Hacker News new | ask | show | jobs
by steveBK123 969 days ago
Yes, not a lawyer so maybe theres some nuance here but.. I don't get taking the stand voluntarily to just say "I don't recall" endlessly?

At some point does the judge tell you to GTFO and strike all your testimony? Can they instruct the jury in some manner harmful to you as a result of your obvious malign intent? Etc..

4 comments

> Can they instruct the jury in some manner harmful to you as a result of your obvious malign intent? Etc..

The judge doesn't need to do anything, the jury should have no problem putting two and two together on their own.

Someone who makes up an elaborate story, but can't recall any of the details when cross-examined looks guilty as sin.

Hopefully!

If SBF doesn't go down & spend time behind bars, its going to open the gates to a lot more fraud.

SBF did things that would make even the worst Wall St actors from the GFC blush. No arcane accounting/valuation rules, risk models, capital requirement arb, regulatory capture, misaligned incentives, loose prop trading rules.. letter of law vs spirit of law stuff, etc.

SBF committed the most open, direct, simple to understand version of all the fraud people imagined behind the GFC. Primarily he moved a substantial portion of customer deposits into prop trading accounts and then lost the money by trading poorly.

He literally lied about things like having insurance, seemingly didn't keep any true books & records (and asked for 7 variations of a balance sheet to find one that looked least bad).

You have emails where his dad that he hired as legal is approving transfers of customers money for uses like buying his parents a condo, lol.

I remember an answer from Quora about how lawyers handle such a witness on cross-examination: They say, “well, we have this evidence from the time saying you did/said XYZ. So you’re saying you can’t think of anything that would contradict that account?”
>I don't get taking the stand voluntarily to just say "I don't recall" endlessly?

He's taking the stand (which is a risk) because his lawyer asks him questions that are favorable to him. The risk comes in because the prosecutor gets to cross examine the witness, which is where all this recall stuff came from.

The main reason it’s a risk is because it allows new evidence to be introduced into the record to check his story.

Did you say X? (Yes/no/maybe) Well here’s an interview you have where you said the opposite.

Now a magazine article is part of the court record and can be weighed along with the other evidence.

But isn't it "too smart by half" kind of move?
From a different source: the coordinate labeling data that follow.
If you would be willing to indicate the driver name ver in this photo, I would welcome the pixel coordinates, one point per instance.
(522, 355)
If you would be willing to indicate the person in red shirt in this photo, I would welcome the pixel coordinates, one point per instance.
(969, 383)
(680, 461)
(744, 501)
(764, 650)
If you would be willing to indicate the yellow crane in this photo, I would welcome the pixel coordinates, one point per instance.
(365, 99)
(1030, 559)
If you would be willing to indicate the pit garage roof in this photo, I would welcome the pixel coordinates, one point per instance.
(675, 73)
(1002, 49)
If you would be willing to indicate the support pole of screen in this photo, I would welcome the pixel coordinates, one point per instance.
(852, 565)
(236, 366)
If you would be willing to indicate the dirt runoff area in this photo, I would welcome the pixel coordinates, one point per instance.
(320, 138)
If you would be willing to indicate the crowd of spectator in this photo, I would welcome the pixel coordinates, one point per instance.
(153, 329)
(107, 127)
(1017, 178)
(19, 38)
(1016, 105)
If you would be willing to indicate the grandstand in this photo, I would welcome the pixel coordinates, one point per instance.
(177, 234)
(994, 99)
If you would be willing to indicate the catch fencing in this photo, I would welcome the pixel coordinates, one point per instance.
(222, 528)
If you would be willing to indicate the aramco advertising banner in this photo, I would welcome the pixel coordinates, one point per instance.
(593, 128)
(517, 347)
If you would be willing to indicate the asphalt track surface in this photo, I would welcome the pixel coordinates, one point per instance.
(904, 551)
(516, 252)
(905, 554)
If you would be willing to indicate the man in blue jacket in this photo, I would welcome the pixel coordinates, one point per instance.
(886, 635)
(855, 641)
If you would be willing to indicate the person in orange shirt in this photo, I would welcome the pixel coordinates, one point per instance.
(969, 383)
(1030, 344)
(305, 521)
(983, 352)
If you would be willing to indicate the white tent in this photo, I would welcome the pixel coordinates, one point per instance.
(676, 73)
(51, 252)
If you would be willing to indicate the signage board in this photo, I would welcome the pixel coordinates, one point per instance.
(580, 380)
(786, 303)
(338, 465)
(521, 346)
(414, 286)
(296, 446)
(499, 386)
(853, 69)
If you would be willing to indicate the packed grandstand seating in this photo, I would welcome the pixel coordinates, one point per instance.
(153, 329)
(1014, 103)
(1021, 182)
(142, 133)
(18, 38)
Clearly the prosecution is quite good, and clearly SBF is quite guilty.

He is going to get dragged through the mud having to respond "I dont recall" to a litany of embarrassing questions.. both because the lawyer is good and because he did lots of embarrassing things, openly..

I haven't been following this specific case, so take that for what it's worth.

>He is going to get dragged through the mud having to respond "I dont recall" to a litany of embarrassing questions..

Yes, but he isn't admitting to anything, confirming anything for the prosecution, or saying anything incriminating either and that's the trap of the cross examination when taking the stand.

That would be perfect ammunition for an appeal.